As Peter noted, Spearman and the point-biserial correlation are just special cases of Pearson correlations, where the former uses the correlation of ranks while the latter just simplifies by using a dummy-coded variable (Cohen et al., 2003, p.60-62). And like he said, correlations on their own aren't immediately great indicators of which variables are good for a model. In fact, they can be quite misleading depending on the reasons for their associations, the classic one being the correlation between ice cream sales and shark attacks. Point-biserial seems to be the more obvious option given it is supposed to be used for binaries and the Spearman naturally will end up with many ties (since there are several $0$ and $1$ values). Sometimes the differences between them will be pretty trivial, so it may not matter much.
There are some important parts you may want to consider with respect to modeling since that seems to be the implied primary focus here. First off, it is well known in the linguistics and psycholinguistics spaces that word frequency exhibits a log-normal distribution (hence what you see with the skew). Because any model using it will have a very compressed association, it is often transformed with the natural log, log2 or log10 (which has some pros and cons depending on what you are after). See this page on how to interpret log-transformed predictors, as this seems to fly under the radar for people who transform. Note that one doesn't have to do this, and it will depend on what your associations actually look like.

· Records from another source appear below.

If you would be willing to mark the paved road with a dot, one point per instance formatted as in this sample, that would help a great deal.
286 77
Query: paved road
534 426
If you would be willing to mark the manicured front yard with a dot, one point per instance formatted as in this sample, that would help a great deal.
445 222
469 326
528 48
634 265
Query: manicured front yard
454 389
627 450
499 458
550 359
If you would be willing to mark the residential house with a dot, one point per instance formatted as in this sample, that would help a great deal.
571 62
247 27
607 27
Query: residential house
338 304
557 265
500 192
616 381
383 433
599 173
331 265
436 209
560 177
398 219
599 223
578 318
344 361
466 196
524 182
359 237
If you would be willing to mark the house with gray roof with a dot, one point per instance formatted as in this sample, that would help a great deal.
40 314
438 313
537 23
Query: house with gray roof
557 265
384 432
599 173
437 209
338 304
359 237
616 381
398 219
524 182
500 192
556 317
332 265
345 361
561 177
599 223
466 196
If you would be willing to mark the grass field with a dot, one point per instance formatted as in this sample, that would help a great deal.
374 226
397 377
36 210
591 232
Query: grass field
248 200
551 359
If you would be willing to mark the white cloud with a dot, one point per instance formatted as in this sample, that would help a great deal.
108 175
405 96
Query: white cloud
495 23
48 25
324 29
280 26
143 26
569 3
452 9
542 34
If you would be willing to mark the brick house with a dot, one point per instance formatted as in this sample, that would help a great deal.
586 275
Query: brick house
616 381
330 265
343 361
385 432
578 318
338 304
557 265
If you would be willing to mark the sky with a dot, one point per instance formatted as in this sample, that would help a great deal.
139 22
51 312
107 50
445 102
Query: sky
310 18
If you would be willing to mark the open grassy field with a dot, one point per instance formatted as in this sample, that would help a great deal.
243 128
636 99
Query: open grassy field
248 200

Though you have a fair number of observations, you also have a pretty obscene number of predictors. I'm guessing not all of them are terribly important. If your sole goal is prediction, you could probably get away with some regularization technique like lasso, ridge, etc. but it may be helpful to simply think about which ones actually make sense for your problem in the first place. I doubt all 50-something predictors will be that important, so I would choose which ones are at least worthy of inclusion (as your $n$ by $k$ ratio nets you about $n = 80$ observations per predictor). Some may consider this very low. Brysbaert (2019) for example states that regressions should have minimum $100$ observations between two variables in a low association scenario and $100$ per added predictor in a regression.
References
- Brysbaert, M. (2019). How many participants do we have to include in properly powered experiments? A tutorial of power analysis with reference tables. Journal of Cognition, 2(1), 1–38. https://doi.org/10.5334/joc.72
- Cohen, J., Cohen, P., West, S. G., & Aiken, L. S. (2003). Applied multiple regression/correlation analysis for the behavioral sciences (3rd ed). L. Erlbaum Associates.